A late week surprise from USDA helped give the soybean market a 23-cent advance on the week while corn was fractionally lower and wheat was off 10.
Early in the week the FBN℠ member corn harvest poll showed corn harvest had gained little ground.
At the end of the week, USDA’s monthly Supply and Demand Report brought some buying enthusiasm for beans. The USDA lowered soybean yields from 49.9 last month to 49.5 while the trade was expecting a slight uptick to 50.0. However, harvested acreage was increased by 800K acres to keep production unchanged at 4.431 but slightly below trade expectations of 4.447. Carryout was reduced by 41 MB thanks to lower quarterly stocks reported in Sept.
For corn, it was mostly a negative to neutral report with US yield coming in high at 171.8 and well above expectations at 170.1. However, a slight drop in harvested acres helped mute the overall impact as production was at 14.28 billion vs 14.18 last month. Ending stocks were mostly unchanged month-to-month at 2.34 billion bushels. The one shining nugget was a slight dip in world carryout forecasts to 201 MMT from 202.5 MMT in Sept. This was mostly due to a 1.2 MMT cut in Black Sea corn production.
On the export front, there were some decent flash sales this week which helped limit downside moves in the market. The daily sales had 597 TMT corn reported. China and Mexico were also in the US market for beans, with China expected to be a bigger buyer in the coming days after being off a week.
National Cash Market:
In the cash market this week there was a bit of buoyancy as river barge markets reverted to more normal pricing and corn harvest ground to a near halt. On the week, soybean basis was up 2 cents while corn basis posted a modest 1-cent advance.
With the slow progress for corn harvest, basis levels held mostly stable on the week with
some modest gains in the Upper Plains and Western Cornbelt were wet weather has hampered cutting progress.
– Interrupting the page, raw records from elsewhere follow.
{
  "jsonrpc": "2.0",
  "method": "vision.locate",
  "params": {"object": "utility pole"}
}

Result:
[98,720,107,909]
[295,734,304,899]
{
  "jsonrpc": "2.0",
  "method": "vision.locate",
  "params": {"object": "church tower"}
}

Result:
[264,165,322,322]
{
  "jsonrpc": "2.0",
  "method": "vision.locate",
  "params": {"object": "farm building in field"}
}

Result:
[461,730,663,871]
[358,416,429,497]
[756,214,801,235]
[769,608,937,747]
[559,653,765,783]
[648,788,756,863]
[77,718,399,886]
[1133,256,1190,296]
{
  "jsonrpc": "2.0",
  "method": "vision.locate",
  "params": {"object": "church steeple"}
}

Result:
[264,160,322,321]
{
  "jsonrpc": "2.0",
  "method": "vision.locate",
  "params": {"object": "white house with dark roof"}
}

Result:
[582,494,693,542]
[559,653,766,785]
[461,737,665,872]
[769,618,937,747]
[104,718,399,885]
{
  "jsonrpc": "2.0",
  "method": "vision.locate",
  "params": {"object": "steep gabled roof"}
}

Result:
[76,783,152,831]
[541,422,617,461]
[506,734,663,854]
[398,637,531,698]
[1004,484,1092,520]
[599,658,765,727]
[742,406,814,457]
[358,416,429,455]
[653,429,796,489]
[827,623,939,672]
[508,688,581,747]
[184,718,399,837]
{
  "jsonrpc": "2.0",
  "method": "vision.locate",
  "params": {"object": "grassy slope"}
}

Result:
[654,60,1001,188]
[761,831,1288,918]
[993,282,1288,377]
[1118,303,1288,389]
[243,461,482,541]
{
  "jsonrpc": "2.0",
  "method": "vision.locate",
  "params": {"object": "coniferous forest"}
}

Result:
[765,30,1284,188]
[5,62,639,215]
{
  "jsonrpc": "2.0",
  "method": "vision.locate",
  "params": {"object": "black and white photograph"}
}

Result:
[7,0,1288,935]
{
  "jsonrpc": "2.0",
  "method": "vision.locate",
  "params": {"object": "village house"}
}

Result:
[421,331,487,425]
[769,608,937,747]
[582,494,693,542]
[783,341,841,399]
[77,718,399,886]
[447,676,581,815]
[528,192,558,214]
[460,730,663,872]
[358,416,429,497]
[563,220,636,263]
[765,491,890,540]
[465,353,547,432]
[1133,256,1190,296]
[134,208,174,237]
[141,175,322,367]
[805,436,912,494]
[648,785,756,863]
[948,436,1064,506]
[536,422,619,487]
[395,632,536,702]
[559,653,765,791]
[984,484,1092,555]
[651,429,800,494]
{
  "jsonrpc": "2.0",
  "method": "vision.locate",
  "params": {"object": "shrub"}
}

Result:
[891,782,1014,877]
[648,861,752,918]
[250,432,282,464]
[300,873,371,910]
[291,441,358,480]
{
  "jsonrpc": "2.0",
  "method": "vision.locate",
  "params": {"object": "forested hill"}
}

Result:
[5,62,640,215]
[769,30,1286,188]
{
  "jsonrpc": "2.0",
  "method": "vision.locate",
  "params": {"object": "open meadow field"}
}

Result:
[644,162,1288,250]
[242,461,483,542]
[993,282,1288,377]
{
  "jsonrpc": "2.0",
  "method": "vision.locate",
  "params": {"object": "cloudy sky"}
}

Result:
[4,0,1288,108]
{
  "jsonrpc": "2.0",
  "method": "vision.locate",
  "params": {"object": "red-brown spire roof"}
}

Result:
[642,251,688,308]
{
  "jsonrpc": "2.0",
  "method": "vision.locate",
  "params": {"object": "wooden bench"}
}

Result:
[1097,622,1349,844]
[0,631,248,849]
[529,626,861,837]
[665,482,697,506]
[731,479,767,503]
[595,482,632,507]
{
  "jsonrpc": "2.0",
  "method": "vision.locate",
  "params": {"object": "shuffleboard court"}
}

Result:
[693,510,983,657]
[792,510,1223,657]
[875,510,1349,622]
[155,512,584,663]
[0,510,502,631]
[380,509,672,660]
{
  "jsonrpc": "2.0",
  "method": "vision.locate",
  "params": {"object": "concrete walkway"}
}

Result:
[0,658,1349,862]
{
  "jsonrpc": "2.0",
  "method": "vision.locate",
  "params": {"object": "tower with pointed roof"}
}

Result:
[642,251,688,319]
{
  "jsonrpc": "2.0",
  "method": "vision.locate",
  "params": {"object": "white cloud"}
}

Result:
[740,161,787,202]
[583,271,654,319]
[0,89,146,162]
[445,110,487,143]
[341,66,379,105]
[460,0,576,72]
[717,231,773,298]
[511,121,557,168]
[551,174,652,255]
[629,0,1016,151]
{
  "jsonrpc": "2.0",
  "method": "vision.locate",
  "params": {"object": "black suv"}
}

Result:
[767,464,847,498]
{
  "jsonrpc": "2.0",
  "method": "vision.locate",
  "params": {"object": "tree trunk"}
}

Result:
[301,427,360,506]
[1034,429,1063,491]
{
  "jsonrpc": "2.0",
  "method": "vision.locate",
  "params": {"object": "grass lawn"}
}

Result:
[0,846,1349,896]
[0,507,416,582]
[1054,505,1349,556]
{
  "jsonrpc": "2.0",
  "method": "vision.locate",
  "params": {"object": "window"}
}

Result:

Along the river system, a drop in barge rates helped fuel a big 10-cent advance on the week. But for ethanol plants as a group they were off 1-cent on the week.
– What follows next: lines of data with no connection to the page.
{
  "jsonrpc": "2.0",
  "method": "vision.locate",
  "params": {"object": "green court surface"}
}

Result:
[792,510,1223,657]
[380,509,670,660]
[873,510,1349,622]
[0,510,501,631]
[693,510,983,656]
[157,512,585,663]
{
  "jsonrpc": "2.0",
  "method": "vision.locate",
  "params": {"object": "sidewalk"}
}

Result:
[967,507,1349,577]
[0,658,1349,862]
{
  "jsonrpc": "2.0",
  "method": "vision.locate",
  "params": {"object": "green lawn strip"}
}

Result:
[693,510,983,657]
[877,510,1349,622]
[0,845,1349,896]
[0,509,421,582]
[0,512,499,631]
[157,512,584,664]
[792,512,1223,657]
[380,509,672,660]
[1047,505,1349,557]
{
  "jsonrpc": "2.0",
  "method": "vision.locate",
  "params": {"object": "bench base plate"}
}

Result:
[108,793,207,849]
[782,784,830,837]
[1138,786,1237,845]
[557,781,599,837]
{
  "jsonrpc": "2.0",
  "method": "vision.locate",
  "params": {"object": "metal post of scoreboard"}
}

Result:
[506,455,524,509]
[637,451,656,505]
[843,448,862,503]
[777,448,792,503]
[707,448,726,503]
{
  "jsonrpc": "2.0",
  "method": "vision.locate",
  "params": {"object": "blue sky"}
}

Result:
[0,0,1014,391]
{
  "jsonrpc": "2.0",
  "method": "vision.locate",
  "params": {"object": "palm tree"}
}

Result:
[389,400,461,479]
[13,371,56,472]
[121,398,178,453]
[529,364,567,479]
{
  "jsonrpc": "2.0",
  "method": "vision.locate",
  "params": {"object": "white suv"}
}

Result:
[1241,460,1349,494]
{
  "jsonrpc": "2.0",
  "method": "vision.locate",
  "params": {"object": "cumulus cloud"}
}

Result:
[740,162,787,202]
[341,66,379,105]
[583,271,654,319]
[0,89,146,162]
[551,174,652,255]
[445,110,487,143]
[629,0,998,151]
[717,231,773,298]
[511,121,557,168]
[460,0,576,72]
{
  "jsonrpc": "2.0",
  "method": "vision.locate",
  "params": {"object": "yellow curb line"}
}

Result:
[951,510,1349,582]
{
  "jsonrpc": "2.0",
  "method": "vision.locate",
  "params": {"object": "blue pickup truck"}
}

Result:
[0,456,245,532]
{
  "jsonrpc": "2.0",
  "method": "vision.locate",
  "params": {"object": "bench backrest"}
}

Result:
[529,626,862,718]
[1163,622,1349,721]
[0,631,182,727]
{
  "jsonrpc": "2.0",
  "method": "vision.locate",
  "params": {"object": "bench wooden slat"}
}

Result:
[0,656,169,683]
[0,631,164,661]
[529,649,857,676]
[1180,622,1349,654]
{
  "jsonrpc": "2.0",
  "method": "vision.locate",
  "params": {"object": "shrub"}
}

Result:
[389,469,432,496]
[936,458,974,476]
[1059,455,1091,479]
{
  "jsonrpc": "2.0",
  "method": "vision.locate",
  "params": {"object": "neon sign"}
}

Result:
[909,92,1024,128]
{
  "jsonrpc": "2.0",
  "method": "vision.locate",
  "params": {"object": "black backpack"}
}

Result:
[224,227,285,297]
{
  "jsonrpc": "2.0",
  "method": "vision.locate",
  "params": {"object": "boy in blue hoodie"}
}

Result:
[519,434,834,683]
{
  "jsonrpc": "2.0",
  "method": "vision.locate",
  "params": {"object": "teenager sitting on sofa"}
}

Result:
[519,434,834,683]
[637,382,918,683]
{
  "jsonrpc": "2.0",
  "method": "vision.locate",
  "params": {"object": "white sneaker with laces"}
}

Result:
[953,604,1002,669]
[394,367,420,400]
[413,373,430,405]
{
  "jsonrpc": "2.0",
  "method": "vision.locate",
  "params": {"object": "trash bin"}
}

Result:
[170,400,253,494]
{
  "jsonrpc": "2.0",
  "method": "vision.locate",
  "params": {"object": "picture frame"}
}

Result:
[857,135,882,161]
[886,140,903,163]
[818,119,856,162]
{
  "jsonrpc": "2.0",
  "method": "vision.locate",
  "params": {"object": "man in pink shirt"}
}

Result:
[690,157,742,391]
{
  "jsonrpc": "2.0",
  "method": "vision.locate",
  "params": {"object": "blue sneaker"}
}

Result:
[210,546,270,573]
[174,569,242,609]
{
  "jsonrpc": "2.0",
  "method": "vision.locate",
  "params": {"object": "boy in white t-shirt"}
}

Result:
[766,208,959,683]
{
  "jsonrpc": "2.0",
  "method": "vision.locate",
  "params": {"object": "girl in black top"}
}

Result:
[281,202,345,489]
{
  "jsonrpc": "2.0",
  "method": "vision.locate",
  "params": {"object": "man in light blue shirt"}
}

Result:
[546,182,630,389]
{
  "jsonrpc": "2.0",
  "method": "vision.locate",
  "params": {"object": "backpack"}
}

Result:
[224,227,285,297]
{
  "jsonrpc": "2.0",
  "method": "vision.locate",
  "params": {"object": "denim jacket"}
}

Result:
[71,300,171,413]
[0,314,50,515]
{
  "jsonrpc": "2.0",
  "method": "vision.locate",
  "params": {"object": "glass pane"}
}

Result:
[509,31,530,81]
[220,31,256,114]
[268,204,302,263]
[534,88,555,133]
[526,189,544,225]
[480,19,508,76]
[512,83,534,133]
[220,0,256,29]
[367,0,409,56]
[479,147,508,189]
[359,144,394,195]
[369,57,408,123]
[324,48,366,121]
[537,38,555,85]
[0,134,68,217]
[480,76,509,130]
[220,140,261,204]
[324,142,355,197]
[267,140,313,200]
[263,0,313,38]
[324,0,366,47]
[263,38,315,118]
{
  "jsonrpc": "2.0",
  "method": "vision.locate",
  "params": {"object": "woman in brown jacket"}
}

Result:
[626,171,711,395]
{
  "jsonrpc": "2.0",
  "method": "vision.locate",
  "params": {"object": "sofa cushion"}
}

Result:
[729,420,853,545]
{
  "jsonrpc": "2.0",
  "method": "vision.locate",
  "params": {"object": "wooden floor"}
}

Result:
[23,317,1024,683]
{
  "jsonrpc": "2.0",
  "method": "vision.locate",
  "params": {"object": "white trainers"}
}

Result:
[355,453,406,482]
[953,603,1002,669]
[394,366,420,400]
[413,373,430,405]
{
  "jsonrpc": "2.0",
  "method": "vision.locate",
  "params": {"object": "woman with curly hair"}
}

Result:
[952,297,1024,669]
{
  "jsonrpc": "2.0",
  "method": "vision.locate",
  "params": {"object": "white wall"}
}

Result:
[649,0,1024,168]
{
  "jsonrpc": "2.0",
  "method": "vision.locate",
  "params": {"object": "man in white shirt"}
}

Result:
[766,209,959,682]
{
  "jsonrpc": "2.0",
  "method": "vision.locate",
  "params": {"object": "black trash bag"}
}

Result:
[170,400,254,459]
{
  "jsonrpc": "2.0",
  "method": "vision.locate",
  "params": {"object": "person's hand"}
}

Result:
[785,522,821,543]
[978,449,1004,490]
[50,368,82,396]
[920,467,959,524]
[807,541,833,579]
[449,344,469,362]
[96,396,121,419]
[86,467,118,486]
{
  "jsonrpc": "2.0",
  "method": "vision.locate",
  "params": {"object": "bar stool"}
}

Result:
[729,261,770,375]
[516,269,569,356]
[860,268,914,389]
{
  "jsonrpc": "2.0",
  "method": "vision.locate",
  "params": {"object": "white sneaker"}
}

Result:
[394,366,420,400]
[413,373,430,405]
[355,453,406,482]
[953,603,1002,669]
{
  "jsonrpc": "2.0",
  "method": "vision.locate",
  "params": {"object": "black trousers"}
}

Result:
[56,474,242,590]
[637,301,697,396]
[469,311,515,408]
For soybeans, the river markets also catapulted higher by 16 cents a bushel from last week’s disastrous readings. Soy crush plants added 2 cents a bushel as a group but plants located closer to river markets followed higher with double digit gains.
Harvest delays are still expected as this weekend should bring rain into the NW part of the grain belt. Some localized flooding is possible, especially in central and southern Iowa, southern Wisconsin, northern Missouri, and northwestern Illinois. This could continue to provide support to corn basis.